SHAFTSBURY -- Members of the Shaftsbury Select Board expressed on Monday that, regardless of their personal feelings, the much-discussed issue of using the town's constables as law enforcement officers should be left up to the voters.

"A new situation"

"This is a new situation for Shaftsbury because we've never had a certified officer run for election," said Karen Mellinger, chairwoman of the Select Board. The town has been debating for the last several months the pros and cons of using the town's two constables for law enforcement in Shaftsbury, rather than the Bennington County Sheriff's Department, which the town currently contracts with.

One new development in the debate is the discovery that, according to state statute, in the case of a constable who is a full-time certified police officer in the state of Vermont, as Shaftsbury's current first constable Paul McGann is, the town does not have to vote to give them law enforcement authority. The constable would have it by default, and the town could only vote to take it away. "If they had the budget, our constables would have full law enforcement authority within Shaftsbury right now," said Mellinger.

Town Administrator Margy Becker agreed with this interpretation of the law, but also thought it was important to note that she believed that this was, "an unintended consequence of the legislation."

Selectman Mitch Race thought the issue merited more discussion. "We've been talking about the garage and other things, and we've talked about this around the edges," said Race, but he wanted to see a more substantive discussion, and hear the opinions of community members, on the issue.

According to Mellinger, the town of Pownal pays $41,000 each year for a full-time constable. In Shaftsbury, however, the constables would only work 20 hours, exactly what the town contracts out to the Sheriff's Department today. In the fiscal year 2014 budget that was decided on at last March's town meeting, Shaftsbury budgeted around $19,000 for the Sheriff and $200 for the constables. However, the town is projected to overspend the Sheriff's budget, as the federal grant that was subsidizing that cost expired at the beginning of November, and the new six-month contract that the town negotiated is at an unsubsidized rate.

Mellinger also noted that while the two constables were currently either trained or undergoing training, and owned many of the necessary pieces of equipment for law enforcement, such as guns and holsters, the Select Board would have to budget for the position, not for the individuals. Mellinger expressed that she strongly believed the issue needed to go before voters, but, based on information currently available to her, she foresaw a cost increase.

Selectman Tim Scoggins was doubtful about the town's need to make the switch. "I need to be convinced why we need to do this," he said, "What I need to hear is this: What's the upside? As we go through the numbers, I think we're going to be looking at a bigger number."

Paul McGann and Robert Perry, the town's two constables, argued that localizing the police force would benefit the town. "If something happens, we live here," said McGann, "We respond from our homes, in Shaftsbury. Not our homes in Manchester. We go to the ball games, kids see us, people see us." McGann also pointed out the difference between a deputy, who might be familiar with the area, to the intimate knowledge of the town that someone in his position would have. "I know what truck you drive," he said, gesturing at Selectman Ken Harrington, "and I know that you have a daughter at the school," he said to Scoggins.

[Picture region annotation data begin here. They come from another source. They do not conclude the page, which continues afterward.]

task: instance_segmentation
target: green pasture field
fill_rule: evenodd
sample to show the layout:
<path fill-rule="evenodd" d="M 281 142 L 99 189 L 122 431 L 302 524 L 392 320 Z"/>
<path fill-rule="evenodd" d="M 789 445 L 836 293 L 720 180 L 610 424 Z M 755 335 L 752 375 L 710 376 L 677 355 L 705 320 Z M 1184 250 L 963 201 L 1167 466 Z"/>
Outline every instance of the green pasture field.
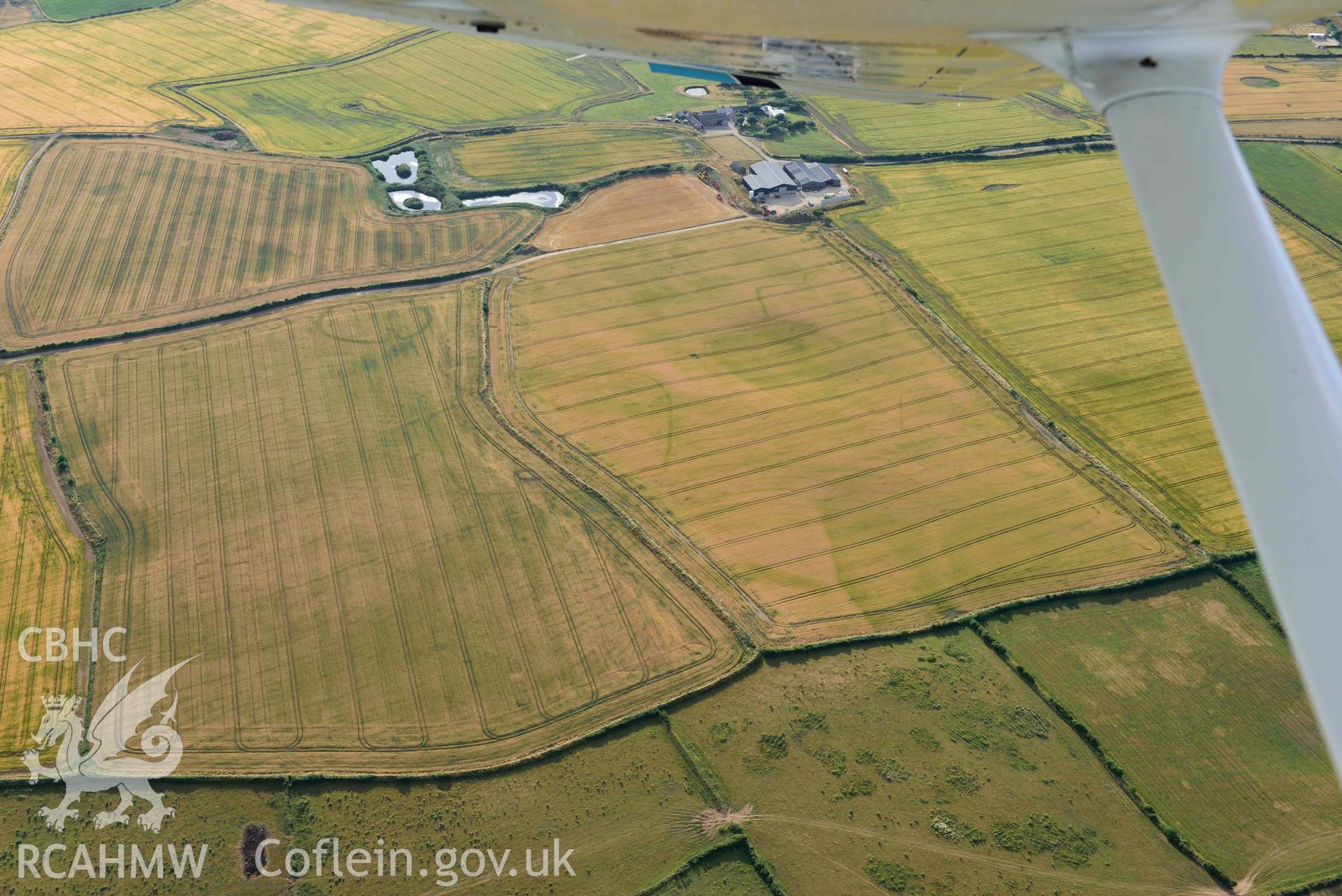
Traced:
<path fill-rule="evenodd" d="M 475 287 L 440 287 L 54 359 L 102 625 L 146 668 L 200 655 L 183 770 L 490 767 L 743 661 L 479 401 L 480 326 Z"/>
<path fill-rule="evenodd" d="M 1051 420 L 1216 550 L 1249 546 L 1118 157 L 868 169 L 836 219 Z M 1335 247 L 1279 219 L 1342 335 Z"/>
<path fill-rule="evenodd" d="M 114 12 L 165 7 L 169 3 L 174 3 L 174 0 L 38 0 L 43 15 L 56 21 L 75 21 Z"/>
<path fill-rule="evenodd" d="M 1240 149 L 1259 188 L 1287 209 L 1342 241 L 1342 168 L 1314 146 L 1243 144 Z"/>
<path fill-rule="evenodd" d="M 345 157 L 424 130 L 564 121 L 632 86 L 615 63 L 554 50 L 432 34 L 325 68 L 229 79 L 192 95 L 274 153 Z"/>
<path fill-rule="evenodd" d="M 133 331 L 505 255 L 523 207 L 396 215 L 357 165 L 158 139 L 62 139 L 0 237 L 0 342 Z"/>
<path fill-rule="evenodd" d="M 27 369 L 0 368 L 0 771 L 21 767 L 17 755 L 42 723 L 39 699 L 78 684 L 72 663 L 24 663 L 19 633 L 85 625 L 91 574 L 43 476 L 34 416 Z M 40 638 L 27 649 L 42 653 Z"/>
<path fill-rule="evenodd" d="M 1079 137 L 1100 126 L 1032 98 L 992 102 L 879 103 L 807 97 L 816 117 L 859 153 L 935 153 Z"/>
<path fill-rule="evenodd" d="M 435 170 L 451 170 L 454 181 L 471 186 L 530 186 L 690 162 L 706 149 L 686 127 L 562 125 L 437 141 L 431 153 Z"/>
<path fill-rule="evenodd" d="M 796 119 L 796 115 L 789 115 Z M 788 134 L 781 139 L 757 139 L 770 156 L 792 157 L 801 154 L 811 156 L 847 156 L 848 148 L 833 138 L 824 127 L 815 127 L 800 134 Z"/>
<path fill-rule="evenodd" d="M 705 551 L 764 638 L 919 628 L 1186 562 L 820 231 L 730 225 L 517 271 L 491 296 L 509 413 Z"/>
<path fill-rule="evenodd" d="M 1342 790 L 1290 649 L 1224 579 L 1023 608 L 988 628 L 1236 892 L 1342 873 Z"/>
<path fill-rule="evenodd" d="M 93 817 L 111 809 L 111 794 L 83 797 L 78 820 L 67 822 L 64 834 L 48 832 L 36 810 L 59 799 L 60 790 L 0 790 L 0 824 L 20 842 L 46 848 L 52 842 L 89 844 L 94 861 L 98 846 L 137 844 L 152 849 L 158 842 L 207 845 L 204 873 L 195 880 L 156 880 L 144 892 L 185 896 L 208 892 L 223 896 L 255 893 L 388 893 L 388 892 L 507 892 L 553 893 L 554 896 L 632 896 L 672 875 L 696 853 L 710 849 L 721 837 L 702 833 L 695 821 L 706 806 L 698 779 L 676 752 L 659 722 L 643 722 L 601 735 L 557 757 L 487 775 L 439 778 L 420 782 L 254 782 L 158 785 L 176 816 L 164 822 L 161 834 L 142 832 L 134 822 L 126 828 L 95 829 Z M 370 852 L 407 849 L 413 860 L 411 880 L 405 876 L 336 877 L 326 854 L 323 877 L 293 881 L 278 877 L 244 877 L 242 865 L 243 830 L 262 825 L 267 838 L 279 845 L 266 848 L 268 869 L 282 869 L 290 848 L 314 850 L 318 838 L 338 837 L 342 854 L 356 848 Z M 539 849 L 561 844 L 569 849 L 574 876 L 530 879 L 525 873 L 525 850 L 533 849 L 533 868 L 539 868 Z M 486 865 L 484 879 L 460 876 L 455 887 L 439 876 L 440 849 L 494 849 L 499 856 L 510 849 L 517 877 L 505 872 L 497 881 Z M 252 850 L 254 852 L 254 850 Z M 702 865 L 691 866 L 655 892 L 658 896 L 764 896 L 758 876 L 741 861 L 739 849 L 726 848 Z M 12 846 L 7 861 L 13 862 Z M 389 852 L 388 852 L 389 856 Z M 55 853 L 58 868 L 72 853 Z M 405 860 L 399 857 L 399 869 Z M 365 871 L 372 871 L 369 865 Z M 427 868 L 427 876 L 417 869 Z M 460 873 L 460 865 L 452 871 Z M 113 872 L 115 873 L 115 872 Z M 519 879 L 519 880 L 518 880 Z M 753 879 L 753 880 L 752 880 Z M 74 885 L 85 884 L 76 879 Z M 141 881 L 136 881 L 137 884 Z M 132 881 L 111 881 L 130 887 Z M 70 881 L 31 879 L 11 881 L 8 892 L 20 896 L 67 893 Z M 727 889 L 730 887 L 731 889 Z M 753 887 L 753 889 L 752 889 Z M 91 891 L 93 888 L 90 888 Z M 119 889 L 115 892 L 121 892 Z M 134 892 L 140 892 L 136 889 Z"/>
<path fill-rule="evenodd" d="M 584 110 L 582 121 L 607 122 L 650 122 L 656 115 L 674 114 L 680 110 L 696 111 L 715 106 L 734 106 L 741 95 L 713 82 L 699 82 L 683 75 L 667 75 L 648 68 L 646 62 L 623 62 L 620 67 L 635 80 L 647 87 L 651 94 L 628 99 L 605 102 Z M 686 97 L 684 87 L 707 87 L 707 97 Z"/>
<path fill-rule="evenodd" d="M 1237 56 L 1329 56 L 1337 47 L 1315 47 L 1304 35 L 1255 35 L 1235 51 Z"/>
<path fill-rule="evenodd" d="M 403 25 L 262 0 L 180 0 L 72 24 L 15 25 L 0 31 L 0 133 L 221 126 L 164 85 L 334 59 L 399 34 Z"/>
<path fill-rule="evenodd" d="M 789 893 L 1210 892 L 965 629 L 770 657 L 671 723 Z"/>

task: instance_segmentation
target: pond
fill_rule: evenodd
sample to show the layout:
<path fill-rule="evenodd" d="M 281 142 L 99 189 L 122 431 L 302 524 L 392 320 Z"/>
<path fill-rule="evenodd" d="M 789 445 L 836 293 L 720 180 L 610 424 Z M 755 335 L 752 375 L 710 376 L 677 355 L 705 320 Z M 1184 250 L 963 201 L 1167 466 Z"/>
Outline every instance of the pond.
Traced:
<path fill-rule="evenodd" d="M 403 212 L 437 212 L 443 208 L 443 203 L 440 200 L 424 193 L 416 193 L 412 189 L 392 190 L 388 196 L 392 197 L 392 204 Z M 423 205 L 420 208 L 411 208 L 405 204 L 407 200 L 419 200 Z"/>
<path fill-rule="evenodd" d="M 396 169 L 401 165 L 409 166 L 409 177 L 401 177 L 396 173 Z M 403 153 L 396 153 L 395 156 L 388 156 L 382 160 L 373 160 L 373 168 L 377 169 L 377 173 L 381 174 L 382 180 L 388 184 L 413 184 L 415 178 L 419 177 L 419 160 L 415 158 L 413 149 L 407 149 Z"/>
<path fill-rule="evenodd" d="M 483 199 L 462 200 L 462 205 L 467 208 L 476 205 L 507 205 L 511 203 L 525 203 L 526 205 L 539 205 L 541 208 L 558 208 L 564 205 L 564 193 L 548 189 L 539 193 L 509 193 L 507 196 L 484 196 Z"/>

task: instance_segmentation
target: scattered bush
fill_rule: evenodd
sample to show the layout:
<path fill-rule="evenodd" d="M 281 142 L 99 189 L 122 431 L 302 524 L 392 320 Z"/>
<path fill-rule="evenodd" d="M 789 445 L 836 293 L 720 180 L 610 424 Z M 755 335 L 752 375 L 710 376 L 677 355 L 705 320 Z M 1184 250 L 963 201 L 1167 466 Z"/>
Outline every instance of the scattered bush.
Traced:
<path fill-rule="evenodd" d="M 848 771 L 848 757 L 844 755 L 843 750 L 836 750 L 831 746 L 819 746 L 807 750 L 813 758 L 820 761 L 820 765 L 825 767 L 825 771 L 832 774 L 835 778 L 841 778 L 845 771 Z"/>
<path fill-rule="evenodd" d="M 870 797 L 875 793 L 876 787 L 871 783 L 871 778 L 849 778 L 843 782 L 839 787 L 840 797 Z"/>
<path fill-rule="evenodd" d="M 1087 828 L 1064 828 L 1044 813 L 1025 821 L 993 822 L 993 842 L 1007 852 L 1033 856 L 1052 854 L 1057 861 L 1080 868 L 1099 850 L 1098 834 Z"/>
<path fill-rule="evenodd" d="M 909 736 L 913 738 L 914 743 L 917 743 L 927 752 L 941 751 L 941 740 L 938 740 L 937 735 L 934 735 L 927 728 L 914 728 L 909 732 Z"/>
<path fill-rule="evenodd" d="M 1002 724 L 1017 738 L 1048 739 L 1048 719 L 1029 707 L 1008 707 L 1002 710 Z"/>
<path fill-rule="evenodd" d="M 942 809 L 931 813 L 931 832 L 953 844 L 972 844 L 977 846 L 988 842 L 988 834 Z"/>

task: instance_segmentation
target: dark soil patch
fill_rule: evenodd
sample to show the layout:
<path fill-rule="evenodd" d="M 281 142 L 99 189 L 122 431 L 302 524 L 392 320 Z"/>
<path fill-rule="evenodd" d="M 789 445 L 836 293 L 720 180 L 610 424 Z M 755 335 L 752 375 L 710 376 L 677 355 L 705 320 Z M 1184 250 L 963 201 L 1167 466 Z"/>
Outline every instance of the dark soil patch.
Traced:
<path fill-rule="evenodd" d="M 260 868 L 256 865 L 256 848 L 266 840 L 267 832 L 266 825 L 247 825 L 243 828 L 243 876 L 255 877 L 260 873 Z M 266 850 L 262 850 L 262 861 L 264 862 Z"/>

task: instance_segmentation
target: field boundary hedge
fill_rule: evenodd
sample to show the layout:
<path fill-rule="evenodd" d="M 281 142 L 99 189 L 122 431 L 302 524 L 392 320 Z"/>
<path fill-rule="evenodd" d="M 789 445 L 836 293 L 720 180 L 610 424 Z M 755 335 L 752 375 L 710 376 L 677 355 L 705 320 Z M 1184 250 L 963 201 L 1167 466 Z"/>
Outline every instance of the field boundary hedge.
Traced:
<path fill-rule="evenodd" d="M 1231 570 L 1231 567 L 1220 562 L 1213 562 L 1212 569 L 1220 573 L 1221 578 L 1225 579 L 1225 583 L 1233 587 L 1236 592 L 1239 592 L 1240 596 L 1249 602 L 1249 606 L 1252 606 L 1259 616 L 1267 620 L 1268 625 L 1276 629 L 1278 634 L 1286 637 L 1286 629 L 1282 628 L 1282 622 L 1280 620 L 1276 618 L 1276 613 L 1274 613 L 1270 606 L 1267 606 L 1263 601 L 1260 601 L 1257 596 L 1253 592 L 1251 592 L 1248 586 L 1244 585 L 1244 582 L 1239 579 L 1239 577 L 1235 574 L 1233 570 Z"/>
<path fill-rule="evenodd" d="M 89 550 L 93 554 L 93 563 L 89 569 L 91 581 L 87 609 L 89 625 L 93 630 L 97 630 L 102 610 L 102 575 L 107 562 L 107 535 L 102 531 L 102 527 L 98 526 L 97 520 L 94 520 L 89 508 L 79 498 L 78 483 L 75 482 L 74 473 L 70 471 L 70 461 L 66 457 L 64 448 L 62 448 L 60 435 L 56 432 L 56 416 L 51 410 L 51 393 L 47 389 L 47 369 L 44 358 L 38 357 L 32 361 L 32 388 L 38 397 L 38 429 L 42 437 L 42 464 L 51 469 L 51 475 L 60 487 L 60 494 L 66 499 L 66 504 L 70 507 L 70 515 L 74 516 L 78 535 L 89 546 Z M 81 617 L 82 616 L 83 613 L 81 613 Z M 89 668 L 86 672 L 87 677 L 85 681 L 83 699 L 86 707 L 94 706 L 93 685 L 97 664 L 98 652 L 94 651 L 91 659 L 89 660 Z M 78 673 L 75 680 L 78 681 Z"/>
<path fill-rule="evenodd" d="M 199 327 L 209 326 L 212 323 L 224 323 L 227 321 L 236 321 L 238 318 L 264 314 L 266 311 L 274 311 L 276 309 L 283 309 L 291 304 L 306 304 L 307 302 L 315 302 L 318 299 L 331 299 L 341 295 L 357 295 L 360 292 L 385 292 L 389 290 L 405 290 L 417 286 L 437 286 L 442 283 L 455 283 L 458 280 L 468 280 L 471 278 L 480 276 L 482 274 L 488 274 L 493 270 L 494 270 L 493 266 L 484 266 L 484 267 L 467 268 L 464 271 L 456 271 L 454 274 L 435 274 L 431 276 L 408 278 L 404 280 L 384 280 L 378 283 L 366 283 L 364 286 L 333 286 L 325 290 L 299 292 L 289 298 L 262 302 L 260 304 L 254 304 L 246 309 L 231 309 L 228 311 L 223 311 L 220 314 L 212 314 L 209 317 L 193 318 L 191 321 L 176 321 L 173 323 L 162 323 L 158 326 L 146 327 L 144 330 L 109 333 L 106 335 L 89 337 L 86 339 L 67 339 L 63 342 L 48 342 L 46 345 L 34 346 L 31 349 L 0 347 L 0 361 L 36 358 L 44 354 L 51 354 L 52 351 L 70 351 L 72 349 L 86 349 L 98 345 L 107 345 L 109 342 L 126 342 L 129 339 L 141 339 L 154 335 L 162 335 L 165 333 L 177 333 L 180 330 L 195 330 Z"/>

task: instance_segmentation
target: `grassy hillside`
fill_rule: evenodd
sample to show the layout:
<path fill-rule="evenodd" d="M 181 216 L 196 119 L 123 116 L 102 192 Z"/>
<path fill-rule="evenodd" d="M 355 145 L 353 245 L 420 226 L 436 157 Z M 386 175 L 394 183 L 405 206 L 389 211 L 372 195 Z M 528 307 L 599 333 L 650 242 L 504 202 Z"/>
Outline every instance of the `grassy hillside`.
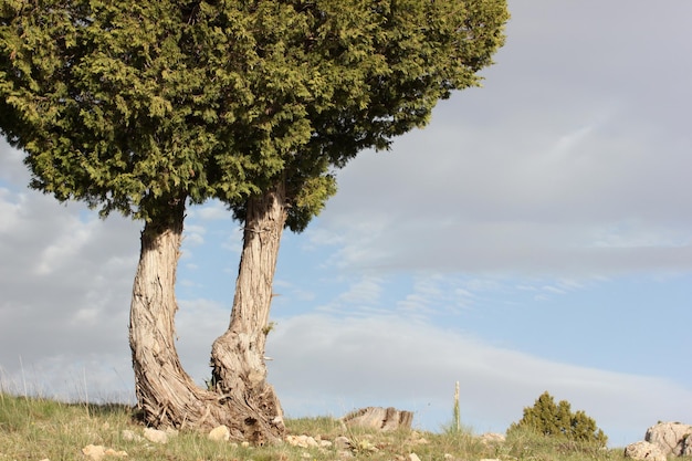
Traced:
<path fill-rule="evenodd" d="M 139 436 L 144 428 L 122 405 L 63 404 L 44 398 L 0 394 L 0 461 L 81 460 L 82 449 L 103 446 L 116 454 L 104 460 L 167 461 L 332 461 L 339 459 L 409 461 L 416 453 L 428 460 L 622 460 L 621 449 L 598 449 L 515 433 L 503 443 L 486 443 L 469 430 L 430 433 L 399 431 L 379 433 L 345 428 L 333 418 L 286 421 L 291 434 L 311 436 L 323 447 L 243 447 L 208 440 L 206 434 L 181 432 L 168 443 L 153 443 Z M 125 432 L 124 432 L 125 431 Z M 137 437 L 129 440 L 126 432 Z M 337 440 L 337 438 L 342 439 Z M 348 444 L 344 446 L 344 438 Z M 127 455 L 124 455 L 124 452 Z M 415 458 L 413 458 L 415 459 Z"/>

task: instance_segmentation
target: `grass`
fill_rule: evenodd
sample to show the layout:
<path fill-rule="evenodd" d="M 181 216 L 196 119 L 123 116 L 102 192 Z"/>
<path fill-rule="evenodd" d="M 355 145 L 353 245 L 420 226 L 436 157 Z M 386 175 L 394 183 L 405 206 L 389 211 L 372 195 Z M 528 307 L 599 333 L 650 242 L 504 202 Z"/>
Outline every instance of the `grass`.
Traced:
<path fill-rule="evenodd" d="M 621 449 L 595 447 L 513 433 L 504 443 L 486 444 L 468 428 L 448 429 L 442 433 L 395 431 L 376 432 L 345 428 L 334 418 L 289 419 L 292 434 L 307 434 L 333 441 L 339 436 L 352 442 L 348 455 L 373 461 L 408 461 L 416 453 L 428 460 L 623 460 Z M 141 433 L 141 426 L 132 419 L 132 410 L 123 405 L 64 404 L 45 398 L 27 398 L 0 392 L 0 461 L 6 460 L 80 460 L 82 448 L 101 444 L 127 452 L 125 460 L 165 461 L 334 461 L 344 459 L 343 451 L 332 448 L 298 448 L 289 443 L 273 447 L 242 447 L 213 442 L 202 433 L 182 432 L 167 444 L 130 441 L 124 430 Z M 117 460 L 106 457 L 104 461 Z M 688 459 L 690 460 L 690 459 Z M 691 460 L 692 461 L 692 460 Z"/>

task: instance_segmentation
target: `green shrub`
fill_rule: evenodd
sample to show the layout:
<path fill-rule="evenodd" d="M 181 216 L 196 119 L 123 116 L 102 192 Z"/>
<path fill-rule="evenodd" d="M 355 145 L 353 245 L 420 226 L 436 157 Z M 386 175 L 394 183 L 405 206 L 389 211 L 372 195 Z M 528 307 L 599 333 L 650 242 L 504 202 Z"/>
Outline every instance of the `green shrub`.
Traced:
<path fill-rule="evenodd" d="M 596 427 L 594 419 L 580 410 L 573 413 L 566 400 L 556 405 L 547 391 L 538 397 L 533 407 L 524 408 L 524 417 L 510 426 L 507 434 L 517 430 L 531 430 L 546 437 L 595 443 L 600 447 L 608 442 L 608 438 Z"/>

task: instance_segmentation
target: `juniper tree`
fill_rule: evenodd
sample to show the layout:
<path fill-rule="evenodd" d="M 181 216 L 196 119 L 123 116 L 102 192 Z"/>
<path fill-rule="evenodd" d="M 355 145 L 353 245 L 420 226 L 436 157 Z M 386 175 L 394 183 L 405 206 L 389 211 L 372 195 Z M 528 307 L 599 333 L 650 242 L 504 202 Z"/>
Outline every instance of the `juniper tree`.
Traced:
<path fill-rule="evenodd" d="M 547 437 L 559 437 L 578 442 L 597 443 L 605 447 L 608 438 L 596 421 L 584 411 L 572 412 L 567 400 L 557 405 L 547 391 L 543 392 L 533 407 L 524 408 L 524 416 L 510 426 L 508 432 L 528 429 Z"/>
<path fill-rule="evenodd" d="M 30 186 L 144 222 L 129 340 L 147 423 L 283 433 L 264 365 L 283 229 L 359 151 L 478 85 L 507 18 L 505 0 L 0 0 L 0 130 Z M 201 389 L 175 347 L 175 277 L 186 207 L 211 198 L 244 235 Z"/>

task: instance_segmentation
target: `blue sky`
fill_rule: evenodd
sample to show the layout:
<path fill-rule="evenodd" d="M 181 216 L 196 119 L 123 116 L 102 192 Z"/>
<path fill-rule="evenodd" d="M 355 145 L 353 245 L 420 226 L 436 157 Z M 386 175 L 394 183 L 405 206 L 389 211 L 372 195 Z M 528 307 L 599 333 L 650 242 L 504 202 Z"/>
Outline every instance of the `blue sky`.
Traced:
<path fill-rule="evenodd" d="M 504 431 L 548 390 L 614 446 L 692 418 L 692 3 L 511 0 L 484 87 L 338 172 L 284 234 L 269 379 L 289 416 L 377 405 L 437 430 Z M 127 314 L 140 223 L 25 188 L 0 147 L 0 379 L 132 396 Z M 209 374 L 240 250 L 219 203 L 191 208 L 178 350 Z"/>

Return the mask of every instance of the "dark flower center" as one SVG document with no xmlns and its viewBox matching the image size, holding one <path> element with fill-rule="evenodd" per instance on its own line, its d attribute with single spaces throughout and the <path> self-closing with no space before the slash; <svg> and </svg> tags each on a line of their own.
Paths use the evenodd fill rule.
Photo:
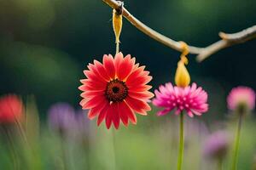
<svg viewBox="0 0 256 170">
<path fill-rule="evenodd" d="M 128 94 L 128 88 L 125 83 L 119 79 L 114 79 L 108 82 L 105 95 L 108 101 L 120 102 Z"/>
</svg>

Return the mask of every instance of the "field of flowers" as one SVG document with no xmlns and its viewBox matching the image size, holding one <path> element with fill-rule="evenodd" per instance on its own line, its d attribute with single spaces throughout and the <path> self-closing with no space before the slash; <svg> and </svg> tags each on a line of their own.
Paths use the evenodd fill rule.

"I'm all in favor of having deputies, and state police, and constables all working together," said McGann, "but when someone out there says it's all or nothing, I can't control that." McGann was referring to comments made by Sheriff Chad Schmidt at a Select Board meeting in October, when he indicated that if the town authorized its constables to have law enforcement authority, he would not negotiate a new contract with the town, citing potential confusion over jurisdiction.

Becker was critical of the constables' framing of the argument, saying, "I think we need to back off this Constables versus Chad Schmidt theme."

Mellinger agreed with Scoggins, saying, "I, like Tim, would really need to be sold." Mellinger brought up how positive the community response to the sheriff's services has been.

McGann argued that all the sheriff's department was doing for Shaftsbury was writing speeding tickets, and brought up a recent situation in Woodford as an example of another local community who wasn't completely satisfied with the Sheriff's Department. Perry thought the conversations with the board were going in circles, and the town should vote on the issue, which Mellinger agreed with.

While the town will need to seek legal advice before warning a vote at the Town Meeting in March, the issue would likely involve changing the position to the three-year, appointed position, rather than a one-year, elected term. This would give the constables more security, and allow the town to hire certified officers, which would keep the cost of training down.

Arguing that the constables are more of a part of the community than the deputies, McGann said that the constables could go to the schools, direct traffic on Buck Hill Road at the end of the school day, and be an ever-present resource inside the community. "I don't see the sheriffs in the schools," he said.